Mr. Evelyn mentions a Dutch boy, eight or nine years old, who was carried about by his parents as a show. He had about the iris of one eye the words Deus meus, and about the other Eloihim, in the Hebrew characters. How this was done by artifice none could imagine, and his parents affirmed he was born so.

Sketches of Imposture, Deception, and Credulity, 1845

Human Anagrams

In Literary Frivolities, Fancies, Follies and Frolics (1880), William Dobson tells of a curious spectacle presented to Stanislaus, the future king of Poland, on his return to Lissa:

There appeared on the stage thirteen dancers, dressed as youthful warriors; each held in his hand a shield, on which was engraved in characters of gold one of the thirteen letters which compose the two words DOMUS LESCINIA. They then commenced their dance, and so arranged it that at each turn their row of bucklers formed different anagrams. At the first pause they presented them in the natural order:

DOMUS LESCINIA [O (heir to the) House of Lescinius,]
At the second: ADES INCOLUMIS [Thou art present with us still unimpaired–]
At the third: OMNIS ES LUCIDA [Thou art all that is wonderful.]
At the fourth: MANE SIDUS LOCI [Stay with us, O sun of our land!]
At the fifth: SIS COLUMNA DEI [Thou art one of God’s supporters—]
At the last: I, SCANDE SOLIUM. [Come, ascend thy regal throne.]

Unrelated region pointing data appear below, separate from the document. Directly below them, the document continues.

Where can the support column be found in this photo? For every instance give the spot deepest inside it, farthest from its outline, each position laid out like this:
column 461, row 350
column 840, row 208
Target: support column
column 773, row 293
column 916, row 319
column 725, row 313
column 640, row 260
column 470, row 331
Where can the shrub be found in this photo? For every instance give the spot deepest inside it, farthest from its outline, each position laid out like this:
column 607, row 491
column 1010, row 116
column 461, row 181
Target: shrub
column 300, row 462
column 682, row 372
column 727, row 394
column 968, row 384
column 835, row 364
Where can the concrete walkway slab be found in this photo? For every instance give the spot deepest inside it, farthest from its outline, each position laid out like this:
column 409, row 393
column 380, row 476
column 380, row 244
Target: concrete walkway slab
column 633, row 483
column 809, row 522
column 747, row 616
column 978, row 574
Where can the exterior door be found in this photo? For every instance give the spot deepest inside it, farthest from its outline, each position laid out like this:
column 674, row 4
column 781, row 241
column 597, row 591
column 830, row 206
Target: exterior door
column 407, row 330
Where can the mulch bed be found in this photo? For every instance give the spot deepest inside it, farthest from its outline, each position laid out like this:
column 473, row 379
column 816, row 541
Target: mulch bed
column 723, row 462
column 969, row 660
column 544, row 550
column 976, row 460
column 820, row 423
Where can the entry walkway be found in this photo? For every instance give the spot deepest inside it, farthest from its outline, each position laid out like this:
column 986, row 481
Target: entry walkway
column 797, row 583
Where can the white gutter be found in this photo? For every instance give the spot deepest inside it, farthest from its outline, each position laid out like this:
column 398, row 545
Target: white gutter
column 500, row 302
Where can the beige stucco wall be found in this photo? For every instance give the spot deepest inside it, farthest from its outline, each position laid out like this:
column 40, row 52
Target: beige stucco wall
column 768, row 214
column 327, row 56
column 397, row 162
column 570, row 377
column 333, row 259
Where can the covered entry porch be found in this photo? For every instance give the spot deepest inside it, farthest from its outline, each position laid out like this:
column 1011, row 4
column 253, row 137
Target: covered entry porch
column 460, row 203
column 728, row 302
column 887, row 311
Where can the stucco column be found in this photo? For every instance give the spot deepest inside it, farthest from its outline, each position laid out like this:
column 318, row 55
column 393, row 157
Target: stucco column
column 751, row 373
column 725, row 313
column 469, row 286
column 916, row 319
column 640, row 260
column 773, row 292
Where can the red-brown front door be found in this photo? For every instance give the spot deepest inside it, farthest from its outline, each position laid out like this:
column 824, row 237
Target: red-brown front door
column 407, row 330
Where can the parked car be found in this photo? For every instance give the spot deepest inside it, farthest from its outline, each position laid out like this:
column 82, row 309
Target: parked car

“This last was the more beautiful,” writes Robert Moritz, “since it proved a true prophecy.”

Got That?

Now, that is a word that may often be joined,
For that that may be doubled is clear to the mind;
And that that that is right, is as plain to the view,
As that that that that we use, is rightly used, too,
And that that that that that line has in it, is right–
In accordance with grammar — is plain in our sight.

— Charles Carroll Bombaugh, Gleanings for the Curious from the Harvest-Fields of Literature, 1890

Fair Enough

A man of the name of Desjardins was tried on his own confession, for having admitted that he was an accomplice of Louvel, the assassin of the Duke de Berri. The case was clearly proved. Desjardins set up, as his defence, that he was so notorious for his falsehood, that nobody could give credit to a word he said, and produced a whole host of witnesses, his friends and relatives, who all swore to the fact with such effect, that he was declared Not Guilty.

Annual Register, 1822

Lipogram

What’s unusual about this nursery rhyme?

Old Mother Hubbard
Went to the cupboard
To get her poor dog a bone,
But when she got there
The cupboard was bare
And so her poor dog had none.

It’s 30 words long but does not contain the letter I.

See also Nevermore.

The Patient’s Worry

http://www.sxc.hu/photo/72201

A “snowball sentence” contrived by Dmitri Borgmann — each word is one letter longer than the last:

I do not know where family doctors acquired illegibly perplexing handwriting; nevertheless, extraordinary pharmaceutical intellectuality, counterbalancing indecipherability, transcendentalizes intercommunications’ incomprehensibleness.